Desde la semana pasada colectivos feministas mantienen la toma del edificio sede de la Comisión Nacional de Derechos Humanos (CNDH), en el Centro Histórico de Ciudad de México, como reclamo para acciones efectivas contra la violencia de género.

La toma fue realizada luego de que un par de mujeres acudieran a una reunión con la titular de la CNDH y se negaran a salir de la sala de juntas del organismo.

El miércoles 2 de septiembre, unas 15 personas llegaron a la sede de la CNDH, ubicada en República de Cuba 60, para la reunión con la ombudsperson, Rosario Piedra Ibarra. Ante la respuesta negativa, Marcela Alemán, madre de una niña víctima de abuso sexual, se amarró a una silla y se rehusó a dejar las instalaciones de la CNDH.
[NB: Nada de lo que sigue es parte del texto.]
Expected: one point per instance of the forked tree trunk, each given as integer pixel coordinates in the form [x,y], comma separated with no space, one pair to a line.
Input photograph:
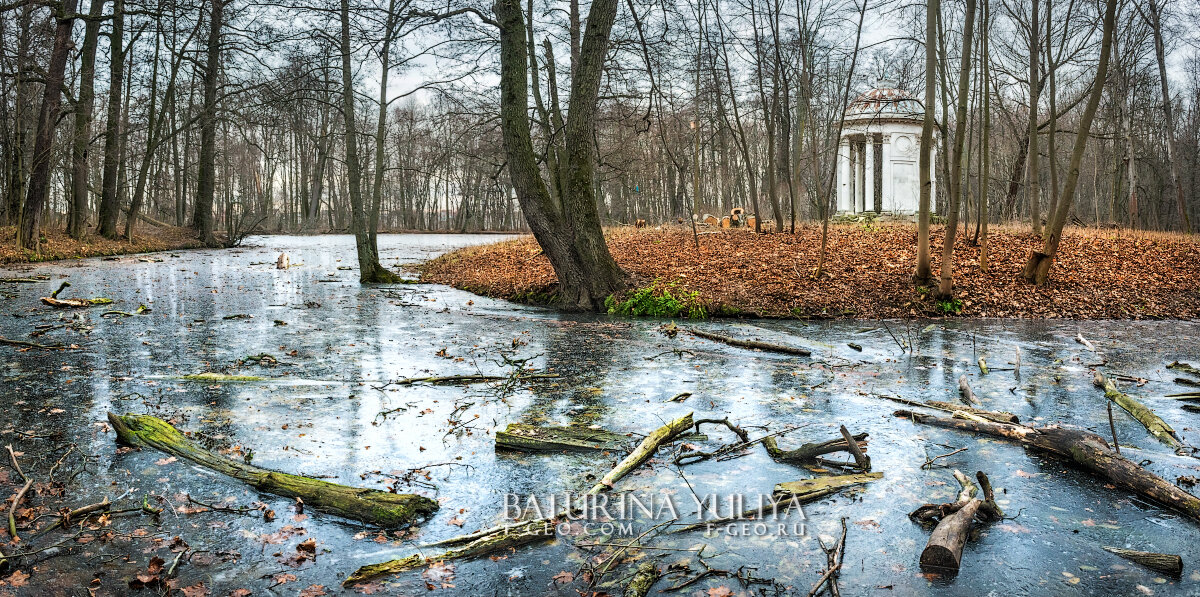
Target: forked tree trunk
[569,229]
[946,284]
[205,190]
[43,139]
[1037,269]
[370,270]
[924,275]
[77,225]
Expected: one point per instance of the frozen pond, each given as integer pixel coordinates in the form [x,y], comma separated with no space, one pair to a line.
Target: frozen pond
[328,411]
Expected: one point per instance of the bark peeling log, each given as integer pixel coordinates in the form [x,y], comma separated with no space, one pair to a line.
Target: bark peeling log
[1084,448]
[371,506]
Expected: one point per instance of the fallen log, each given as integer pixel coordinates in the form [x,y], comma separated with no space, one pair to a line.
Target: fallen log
[750,344]
[75,303]
[791,494]
[861,459]
[221,377]
[1086,450]
[643,452]
[643,579]
[965,391]
[531,438]
[1079,338]
[370,506]
[946,543]
[991,415]
[1183,367]
[467,379]
[997,416]
[33,344]
[501,540]
[1167,564]
[809,452]
[1153,423]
Más mujeres se sumaron a la protesta con pintas, colocado pancartas y barricadas. «De aquí no nos vamos a mover y van a seguir llegando más madres de toda la República. (…) ¡Hagan su maldito trabajo, fiscales y ministerios públicos! Y si no pueden, tengan tantita dignidad y renuncien», gritó Yesenia Zamudio, madre de María de Jesús Jaimes Zamudio, víctima de feminicidio en enero de 2016.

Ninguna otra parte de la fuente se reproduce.